"The Cute Beatle" and Me

How Paul McCartney made me happy in 1964—and again this week

by Susan Z • More.com Member { View Profile }

"Paul McCartney is coming to play in Boston," a friend told me a few weeks ago. Well, let me be frank: My idea of a good time is not going to a rock concert.  I’ve just turned 60 and my concert thoughts  tend to revolve around the Boston Symphony Orchestra and a stodgier crowd.  But Paul McCartney, after all—and playing not in a giant indoor arena but in fabled Fenway Park, the home of the Red Sox.  Well, I melted at the thought. The “cute” Beatle…and Fenway Park…I LOVE Fenway Park….so I thought, why not go and see what happens?  So two nights ago, we went.  It turned out to be a gorgeous evening and as we arrived the sky was streaked with the setting sun.  A large stage had been set up in center field close to “The Green Monster,” Fenway’s famous left-field wall. I looked at the crowd.  There were plenty of baby boomers around, but also younger people and parents with children. Paul McCartney came out with his band and started playing.

     It’s loud.  It’s pulsating.  It’s The Beatles Amplified.  And it’s a Hoot!

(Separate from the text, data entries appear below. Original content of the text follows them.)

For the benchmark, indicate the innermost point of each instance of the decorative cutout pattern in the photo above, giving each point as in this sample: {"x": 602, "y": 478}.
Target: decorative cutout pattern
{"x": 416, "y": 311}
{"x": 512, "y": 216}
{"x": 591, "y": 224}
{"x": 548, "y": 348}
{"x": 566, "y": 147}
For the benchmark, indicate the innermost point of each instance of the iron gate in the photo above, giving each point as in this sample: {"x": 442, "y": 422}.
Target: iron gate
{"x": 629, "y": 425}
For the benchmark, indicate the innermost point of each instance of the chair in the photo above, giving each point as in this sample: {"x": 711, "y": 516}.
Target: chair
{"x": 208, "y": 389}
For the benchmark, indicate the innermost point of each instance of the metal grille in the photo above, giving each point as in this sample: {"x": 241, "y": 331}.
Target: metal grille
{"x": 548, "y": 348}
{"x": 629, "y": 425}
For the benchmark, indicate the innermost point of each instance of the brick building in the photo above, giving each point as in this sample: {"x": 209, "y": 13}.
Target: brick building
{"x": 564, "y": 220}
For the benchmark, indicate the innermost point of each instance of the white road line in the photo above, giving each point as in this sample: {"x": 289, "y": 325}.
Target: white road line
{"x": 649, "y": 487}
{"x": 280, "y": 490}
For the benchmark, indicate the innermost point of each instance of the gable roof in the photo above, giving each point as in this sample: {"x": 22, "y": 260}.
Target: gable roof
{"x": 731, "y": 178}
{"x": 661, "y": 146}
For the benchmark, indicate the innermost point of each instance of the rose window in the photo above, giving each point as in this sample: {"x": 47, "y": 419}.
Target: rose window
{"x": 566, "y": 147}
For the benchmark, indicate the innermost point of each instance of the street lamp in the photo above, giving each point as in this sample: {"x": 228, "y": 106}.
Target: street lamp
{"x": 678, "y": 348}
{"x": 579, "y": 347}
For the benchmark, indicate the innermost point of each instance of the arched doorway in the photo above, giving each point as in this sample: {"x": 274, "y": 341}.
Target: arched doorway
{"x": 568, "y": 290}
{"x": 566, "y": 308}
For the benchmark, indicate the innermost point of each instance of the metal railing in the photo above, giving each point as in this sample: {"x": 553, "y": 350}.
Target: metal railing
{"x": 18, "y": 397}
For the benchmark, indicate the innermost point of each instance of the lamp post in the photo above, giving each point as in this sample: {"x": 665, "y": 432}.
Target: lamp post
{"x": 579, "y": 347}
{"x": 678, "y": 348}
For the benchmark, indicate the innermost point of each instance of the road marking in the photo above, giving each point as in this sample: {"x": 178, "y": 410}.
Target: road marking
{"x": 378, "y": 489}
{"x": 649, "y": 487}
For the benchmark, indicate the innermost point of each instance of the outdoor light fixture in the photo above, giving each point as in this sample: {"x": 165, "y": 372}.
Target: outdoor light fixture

     He and the band played for over two and a half hours … and he’s 67 years old!  He played new songs and Wings songs and other songs from the past and they were fine…but whenever he played a Beatles tune the crowd became hysterical with happiness.  I yelled to my friend, “It’s the music of our lives!” as I flashed back to the Beatles’ appearance on the Ed Sullivan Show. It was a Sunday night in February 1964, and watching them, I smiled, really smiled, for the first time since the Kennedy assassination a few months before.  Their songs that night threw life back into us and today they make us feel wonderful again.  "The Long and Winding Road," "Back in the USSR," "Hey, Jude," "Let It Be"….and what is it about thousands of people chanting “Give Peace a Chance” that reminds us boomers of the fervor and the anguish of our youth? And what did the music mean to the younger people there?  It’s been played all of their lives too, even though they don’t remember the Moptops or the Maharishi or The Breakup. Paul quietly sings one of my favorites, “Blackbird singing in the dead of night, all your life/you were only waiting for this moment to be free.”  My friend was screaming “I love you, Paul!” just as she did 40 years ago.  I didn’t scream. But like the blackbird, I loved the moment.